The Coronavirus pandemic has laid bare the realities of a struggling care sector unable to cope with the demands of an ever-aging society. Despite Health Minister Sajid Javid’s full job title being the Secretary of State for Health and Social Services, a chronic imbalance between his two briefs has grown and has highlighted that action needs to be taken. Using the lessons of Disraeli’s ground-breaking public health reform in the 1870s, this article makes the case that the time is now for a National Care Service.
Development in British public health policy has a gradual beginning, with its roots in the 1848 Public Health Act. Spearheaded by the work of Edwin Chadwick and following the particularly severe outbreak of cholera in the same year, the act created a Central Board for Health, and became the first law within Britain regarding public health.

Public health policy really began to evolve in the early 1870s when Prime Minister Disraeli’s reformative government sought to further address the issue of poor public sanitation. Both the Public Health and Artisans’ Dwellings acts were passed in 1875, beginning the first concerted push to improve public health. Provisions were made to build housing with running water and to enable local authorities to begin replacing slums with better quality housing. Progress was slow, but was nevertheless a radical first step forward in the context of Victorian Britain, which was lauded by early trade unionists who recognised the government’s actions as extensively improving the public health of the masses.
What brought about such radical reform? The source of Disraeli’s public health reform can be found from two places. The first, necessity. The second, external pressure. The first is perhaps self-explanatory. Poor sanitation amongst the working classes helped no one. In fact, as Edwin Chadwick had noted in his commission on working class sanitary conditions back in 1842, families of working men who got sick were more likely to need the government’s poor relief.
However, it was the large human cost of repeated outbreaks of disease that ultimately forced the government to act. The 1860s saw a significant push for greater rights for the working classes. In 1866, as Parliament discussed expanding the voting franchise, 200,000 protested in Hyde Park. Furthermore, Marx’s Das Kapital had its first volume published in 1867, and philosophers-turn-parliamentarians such as John Stuart Mill were influentially bringing their ideas into the public foreground. The government, undoubtedly casting their mind back to continental Europe 1848, conceded that public health had to become a political priority.
How, however, can we apply such lessons from Disraeli’s reformative public health policies to a contemporary, 21st century setting? If sanitation was the central public health issue plaguing Disraeli’s government, what then is Johnson’s public health dilemma (putting aside momentarily the overtly obvious answer of the pandemic)?
The answer is social care. The century-and-a-half following Disraeli has seen significant progress in the forum of public health. Sanitation and hygiene have been expanded to the point where all have access to clean water, a working sewer system, and are free of poor-hygiene related outbreaks of disease.
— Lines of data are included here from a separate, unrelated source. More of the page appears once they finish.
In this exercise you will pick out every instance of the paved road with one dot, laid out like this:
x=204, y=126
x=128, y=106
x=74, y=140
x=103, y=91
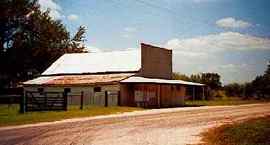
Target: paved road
x=158, y=127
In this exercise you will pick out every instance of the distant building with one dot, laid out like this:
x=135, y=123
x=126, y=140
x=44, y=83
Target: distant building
x=126, y=78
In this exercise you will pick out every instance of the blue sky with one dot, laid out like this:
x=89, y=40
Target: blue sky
x=231, y=37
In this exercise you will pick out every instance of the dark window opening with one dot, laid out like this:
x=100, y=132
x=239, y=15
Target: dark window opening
x=67, y=90
x=97, y=89
x=40, y=90
x=178, y=87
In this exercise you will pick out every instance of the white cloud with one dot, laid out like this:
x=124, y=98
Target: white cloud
x=130, y=29
x=221, y=53
x=129, y=32
x=92, y=49
x=72, y=17
x=55, y=9
x=201, y=1
x=227, y=41
x=230, y=22
x=233, y=67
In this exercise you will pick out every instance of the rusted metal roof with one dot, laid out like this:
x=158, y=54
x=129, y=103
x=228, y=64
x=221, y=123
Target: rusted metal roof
x=78, y=79
x=136, y=79
x=100, y=62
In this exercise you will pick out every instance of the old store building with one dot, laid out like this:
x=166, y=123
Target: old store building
x=127, y=78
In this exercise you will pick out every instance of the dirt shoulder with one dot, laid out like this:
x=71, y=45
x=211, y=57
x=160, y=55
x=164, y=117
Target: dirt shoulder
x=160, y=126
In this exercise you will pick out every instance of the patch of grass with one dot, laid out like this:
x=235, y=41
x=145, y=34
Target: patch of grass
x=250, y=132
x=9, y=115
x=222, y=102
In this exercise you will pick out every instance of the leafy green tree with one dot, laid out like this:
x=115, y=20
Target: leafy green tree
x=30, y=40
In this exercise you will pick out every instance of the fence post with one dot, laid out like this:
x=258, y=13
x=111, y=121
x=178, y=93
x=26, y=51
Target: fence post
x=106, y=99
x=81, y=107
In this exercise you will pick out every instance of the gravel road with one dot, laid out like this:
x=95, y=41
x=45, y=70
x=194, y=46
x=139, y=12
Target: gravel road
x=175, y=126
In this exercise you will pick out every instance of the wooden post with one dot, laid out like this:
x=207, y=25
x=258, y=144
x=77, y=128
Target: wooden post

And of course, the jewel in the British state, the National Health Service, founded through the necessity of rebuilding after the War, and the external pressure economic advisors such as Beveridge placed on the government, has provided access to free healthcare for everyone.
Social care, however, has been largely untouched. As a private industry, it has often remained out of reach of the less privileged within our society, much as basic sanitation remained out of reach for the working classes of Disraeli’s day. Consequently, as our country’s population continues to age and a greater proportion of us reach the stage where we require assistance to carry out some of our basic functions, many are being priced out of having a meaningful last few years of their lives.
In other words, as our country ages, we will reach a point where it is unsustainable not to approach the issue of social care. As was the case in 1875, reform is necessary. A lack of social care services only serves to provide greater pressure on the NHS, which often cannot discharge patients due to limited support.
This reform should take place in the form of the creation of a National Care Service. A radical assumption of responsibility by government, as with Disraeli’s public health policies, will better organise social care. The pitiful distribution of PPE during the pandemic within care homes shows that a market model is not just pricing many out of social care, but also failing to properly supply those who can afford it.
When Jeremy Hunt proposed a National Care Service as part of his campaign to become Conservative Party leader in 2019, that urgent need to reform was there, yes, but the external pressure that Disraeli’s government had was not. Whilst Corbyn’s Labour Party included plans for a National Care Service within both their 2017 and 2019 manifestos, these pledges were often overshadowed, both by other manifesto pledges which gained greater media attention, such as free tuition, and the ubiquitous topic of Brexit.
Covid’s refocusing of the political lens from issues surrounding exiting the European Union to those surrounding public health has finally provided the opportunity to pressure the government into action. As the NHS was built from the recovery of the War, so too must the National Care Service be built from the recovery from the pandemic.
Overall, Disraeli’s example is one that must be followed. Social care reform must start. The creation of a National Care Service will serve to help address the issues of our increasingly aging and unequal population, just as Disraeli’s reforms did 150 years ago.